GRAYSON COUNTY, TX -- A grass fire Monday in Grayson County burned about 50 acres and with more hot and dry weather on tap firefighters say things will likely get worse before they get better.
Grayson County Emergency Management says the Keetch Byrum Drought Index is expected to reach 600 or greater in the upcoming weeks. That is when commissioners normally consider implementing a burn ban. In the meantime firefighters are urging everyone to use caution in the hot dry conditions.
Southmayd Fire Chief Hunter Nichols says it took dozens of firefighters two hours to extinguish the Southmayd grass fire.
"When we arrived on scene we initially had a hard time gaining access to the fire," Nichols said.
Sherman firefighters were also called to battle the blaze.

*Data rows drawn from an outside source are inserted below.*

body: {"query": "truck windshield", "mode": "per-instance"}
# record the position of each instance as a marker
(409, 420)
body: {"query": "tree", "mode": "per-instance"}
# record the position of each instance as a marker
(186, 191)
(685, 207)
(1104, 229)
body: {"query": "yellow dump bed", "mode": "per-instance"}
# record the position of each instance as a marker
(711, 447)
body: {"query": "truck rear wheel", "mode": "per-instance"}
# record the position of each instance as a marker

Chief Jeff Jones says it was not just the location that made the fire hard to get under control.
"We have 18 or 20 mile wind gusts it doesn't take long with the low humidity for the grass to dry out and become a danger," Jones said.

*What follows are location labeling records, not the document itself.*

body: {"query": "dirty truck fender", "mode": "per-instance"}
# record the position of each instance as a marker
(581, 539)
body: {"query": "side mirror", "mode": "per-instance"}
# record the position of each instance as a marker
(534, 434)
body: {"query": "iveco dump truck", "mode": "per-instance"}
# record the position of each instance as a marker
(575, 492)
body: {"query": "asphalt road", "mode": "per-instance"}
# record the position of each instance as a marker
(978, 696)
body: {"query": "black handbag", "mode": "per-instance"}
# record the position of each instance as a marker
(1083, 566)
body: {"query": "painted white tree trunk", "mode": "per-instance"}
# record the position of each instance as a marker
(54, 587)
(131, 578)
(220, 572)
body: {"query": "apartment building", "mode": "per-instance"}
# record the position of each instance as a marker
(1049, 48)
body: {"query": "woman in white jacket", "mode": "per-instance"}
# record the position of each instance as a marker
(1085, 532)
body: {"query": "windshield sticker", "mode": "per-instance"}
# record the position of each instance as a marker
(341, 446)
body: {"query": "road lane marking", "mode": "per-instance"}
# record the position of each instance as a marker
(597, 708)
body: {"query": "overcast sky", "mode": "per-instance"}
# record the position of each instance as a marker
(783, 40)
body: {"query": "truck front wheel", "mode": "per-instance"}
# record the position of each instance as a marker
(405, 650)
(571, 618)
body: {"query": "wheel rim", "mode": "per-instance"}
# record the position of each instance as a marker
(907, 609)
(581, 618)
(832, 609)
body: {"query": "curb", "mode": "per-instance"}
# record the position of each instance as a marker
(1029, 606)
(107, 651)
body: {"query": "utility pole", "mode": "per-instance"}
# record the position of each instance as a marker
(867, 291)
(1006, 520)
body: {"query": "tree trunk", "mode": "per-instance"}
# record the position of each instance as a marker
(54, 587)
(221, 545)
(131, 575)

Meteorologists say recent rains helped vegetation to grow, but now it is drying out giving any wildfire the fuel it needs to grow out of control.Jones says they saw that firsthand at the Southmayd fire.
"What little rain we get you look at there's a lot of green grass, but underneath in some of these areas are really starting to dry out," Jones said.
Firefighters say people really need to be cautious during these weather conditions. Jones says a cigarette butt or just one spark could ignite a monstrous blaze.
"With the wind like today you could be cooking outdoors the wind catch up and grab some of those coals or sparks and blow those into an area of dry grass, and that becomes a real problem even inside the city limits," Jones said.
No one was hurt in the Southmayd fire. Grayson County Emergency Manager Sara Somers, says Commissioners will vote on July 24th whether or not to implement a burn ban.